Коуэн, Эразмус Коуэн, потягивал свой портвейн в одиночестве или в обществе одного розового человечка, чья память хранила в точности тот же самый период времени, что и его собственная, потягивал портвейн, и рассказывал истории, и певуче читал наизусть Вергилия и Катулла по-латыни — словно язык был вином на его губах. Правда — найдет же такое! — что случилось бы, если бы сюда заглянул сам поэт? «Вот это я?» — спросил бы он, указывая на полного человека, чей мозг так или иначе представляет для нас Вергилия, хотя у него тело обжоры, а что касается рук, пчел и даже плуга — Коуэн ездит за границу с французским романом в кармане, с пледом на коленях и, вернувшись, счастлив, что он снова дома, в своей стихии и держит в руках маленькое хорошенькое зеркальце, в котором встает образ Вергилия, весь в расходящихся лучах веселых историй о преподавателях Тринити и красных отсветах портвейна.

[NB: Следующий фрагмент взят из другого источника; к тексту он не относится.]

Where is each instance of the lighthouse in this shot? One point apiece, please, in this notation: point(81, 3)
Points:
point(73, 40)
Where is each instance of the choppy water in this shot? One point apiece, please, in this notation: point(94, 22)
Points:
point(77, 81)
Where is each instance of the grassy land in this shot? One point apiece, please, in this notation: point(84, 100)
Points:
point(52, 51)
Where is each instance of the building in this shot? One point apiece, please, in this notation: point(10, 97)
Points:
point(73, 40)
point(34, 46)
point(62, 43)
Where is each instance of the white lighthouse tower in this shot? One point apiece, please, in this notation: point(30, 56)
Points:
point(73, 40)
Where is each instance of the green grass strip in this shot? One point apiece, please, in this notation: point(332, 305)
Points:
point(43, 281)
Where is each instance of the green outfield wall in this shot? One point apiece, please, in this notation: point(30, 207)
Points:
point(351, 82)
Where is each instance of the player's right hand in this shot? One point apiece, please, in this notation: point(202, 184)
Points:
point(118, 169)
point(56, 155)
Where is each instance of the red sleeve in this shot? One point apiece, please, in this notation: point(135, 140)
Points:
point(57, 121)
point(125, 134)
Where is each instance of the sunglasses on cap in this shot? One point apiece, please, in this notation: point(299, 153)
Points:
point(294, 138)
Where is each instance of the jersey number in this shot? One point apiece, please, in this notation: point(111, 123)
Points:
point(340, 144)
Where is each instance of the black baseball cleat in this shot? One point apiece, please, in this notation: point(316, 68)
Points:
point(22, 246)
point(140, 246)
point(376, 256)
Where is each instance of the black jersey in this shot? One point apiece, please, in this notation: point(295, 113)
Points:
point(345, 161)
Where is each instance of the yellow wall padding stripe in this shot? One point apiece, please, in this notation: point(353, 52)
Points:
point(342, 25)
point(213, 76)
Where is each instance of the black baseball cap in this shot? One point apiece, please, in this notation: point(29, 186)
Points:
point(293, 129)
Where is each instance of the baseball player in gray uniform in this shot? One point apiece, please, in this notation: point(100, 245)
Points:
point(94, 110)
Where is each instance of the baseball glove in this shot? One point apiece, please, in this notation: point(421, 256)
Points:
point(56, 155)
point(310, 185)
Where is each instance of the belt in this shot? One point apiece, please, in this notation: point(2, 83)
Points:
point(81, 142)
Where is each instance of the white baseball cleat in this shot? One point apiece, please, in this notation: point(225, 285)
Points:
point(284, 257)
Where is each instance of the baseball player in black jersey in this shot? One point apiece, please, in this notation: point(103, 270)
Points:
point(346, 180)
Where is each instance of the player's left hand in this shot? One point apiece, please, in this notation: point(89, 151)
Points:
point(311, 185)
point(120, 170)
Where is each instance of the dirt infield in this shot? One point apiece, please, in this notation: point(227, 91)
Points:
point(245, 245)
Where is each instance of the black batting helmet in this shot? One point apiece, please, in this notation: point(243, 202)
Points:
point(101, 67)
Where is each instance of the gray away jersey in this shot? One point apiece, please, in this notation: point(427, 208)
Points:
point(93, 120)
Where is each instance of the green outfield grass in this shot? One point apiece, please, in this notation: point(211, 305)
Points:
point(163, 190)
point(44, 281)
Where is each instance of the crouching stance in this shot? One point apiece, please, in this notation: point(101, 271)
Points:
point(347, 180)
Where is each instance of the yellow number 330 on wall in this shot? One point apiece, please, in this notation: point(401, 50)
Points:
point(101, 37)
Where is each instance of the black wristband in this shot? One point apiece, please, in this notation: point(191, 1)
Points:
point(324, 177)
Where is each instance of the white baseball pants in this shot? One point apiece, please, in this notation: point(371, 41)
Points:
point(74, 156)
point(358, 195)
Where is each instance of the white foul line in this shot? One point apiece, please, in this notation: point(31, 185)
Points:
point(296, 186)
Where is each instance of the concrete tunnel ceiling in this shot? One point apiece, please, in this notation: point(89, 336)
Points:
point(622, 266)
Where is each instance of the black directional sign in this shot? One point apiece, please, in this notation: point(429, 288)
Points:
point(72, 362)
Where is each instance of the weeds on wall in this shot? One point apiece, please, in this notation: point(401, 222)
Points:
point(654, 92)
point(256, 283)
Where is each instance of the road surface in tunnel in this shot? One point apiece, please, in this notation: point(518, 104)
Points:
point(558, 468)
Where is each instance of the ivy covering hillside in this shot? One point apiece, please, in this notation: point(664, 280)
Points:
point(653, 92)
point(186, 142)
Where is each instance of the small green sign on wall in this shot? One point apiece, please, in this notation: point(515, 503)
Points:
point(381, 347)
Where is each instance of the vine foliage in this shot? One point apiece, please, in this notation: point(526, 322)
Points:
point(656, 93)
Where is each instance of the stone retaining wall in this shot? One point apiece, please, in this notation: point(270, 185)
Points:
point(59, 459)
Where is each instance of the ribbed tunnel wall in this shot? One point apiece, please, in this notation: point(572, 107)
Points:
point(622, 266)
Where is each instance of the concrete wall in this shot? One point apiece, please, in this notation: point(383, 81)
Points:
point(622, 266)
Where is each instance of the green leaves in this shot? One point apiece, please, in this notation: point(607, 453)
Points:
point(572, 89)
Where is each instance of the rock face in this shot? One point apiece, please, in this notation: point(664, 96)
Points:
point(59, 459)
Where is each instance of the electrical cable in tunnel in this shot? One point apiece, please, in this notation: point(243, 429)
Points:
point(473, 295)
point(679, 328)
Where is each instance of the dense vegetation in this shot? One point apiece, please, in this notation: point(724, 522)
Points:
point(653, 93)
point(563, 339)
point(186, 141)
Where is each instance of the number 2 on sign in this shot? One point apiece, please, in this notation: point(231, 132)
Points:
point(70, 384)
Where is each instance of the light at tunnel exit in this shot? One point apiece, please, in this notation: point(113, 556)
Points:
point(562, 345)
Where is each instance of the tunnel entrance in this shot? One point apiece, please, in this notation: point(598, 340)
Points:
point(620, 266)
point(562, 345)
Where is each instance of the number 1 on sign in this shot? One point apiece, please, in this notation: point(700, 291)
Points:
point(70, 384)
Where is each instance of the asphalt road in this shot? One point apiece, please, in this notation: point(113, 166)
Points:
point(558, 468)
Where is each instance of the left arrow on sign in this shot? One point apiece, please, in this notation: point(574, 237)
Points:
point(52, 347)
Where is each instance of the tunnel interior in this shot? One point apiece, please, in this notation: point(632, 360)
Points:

Но язык — вино на его губах. Нигде больше Вергилий не услышал бы ничего подобного. И хотя, прогуливаясь вдоль колледжей со стороны реки, мисс Амфелби напевает его стихи достаточно мелодично и к тому же точно, около моста Клэр она всегда задается вот каким вопросом: «А вдруг бы мне довелось его встретить, что тогда лучше надеть?» — и затем, сворачивая по улице, ведущей к Ньюнему [5], она представляет себе и другие подробности встреч мужчин и женщин, которые никогда не попадают в печать. И потому на ее лекциях по крайней мере в два раза меньше студентов, чем на лекциях Коуэна, и то, что она могла бы сказать по истолкованию текста, остается несказанным. Короче говоря, поставьте перед преподавателем образ преподаваемого — и зеркало разобьется. Но Коуэн потягивал портвейн, возбуждение его улеглось, он больше не был представителем Вергилия. Нет, подрядчик, налоговый инспектор, может быть, даже агент по недвижимости — расчерчивающий списки имен, вешающий их на двери. Вот сквозь какую ткань должен светить свет, если он вообще может светить, — свет всех этих языков, китайского и русского, персидского и арабского, символов и цифр, истории, всего, что мы знаем, и всего, что еще предстоит узнать. Так что если, оказавшись ночью в открытом море, увидишь вдали за бушующими волнами дымку над водой, озаренный город, белизну, захватившую даже небо, такую, как сейчас стоит над Холлом Тринити, где до сих пор ужинают или моют посуду, — это будет свет, льющийся оттуда, — свет Кембриджа.
— Пошли к Симеону, — предложил Джейкоб, когда они свернули карту, потому что обо всем договорились.
Свет загорался во всех окнах, выходящих во двор, падая на булыжник, выбирая темные участки травы и отдельные маргаритки. Студенты вернулись домой. Бог его знает, чем они занимались. Что это могло упасть с таким грохотом? И, перегнувшись через пенящиеся цветы на окне, один окликал другого, а тот куда-то торопился, и они шли вверх, и они шли вниз до тех пор, пока во дворе не установилась некая насыщенность, как в улье, полном пчел; пчел, вернувшихся домой, отяжелевших от золота, сонных, гудящих, внезапно обретающих дар речи. Отвечая Лунной сонате, зазвенел вальс.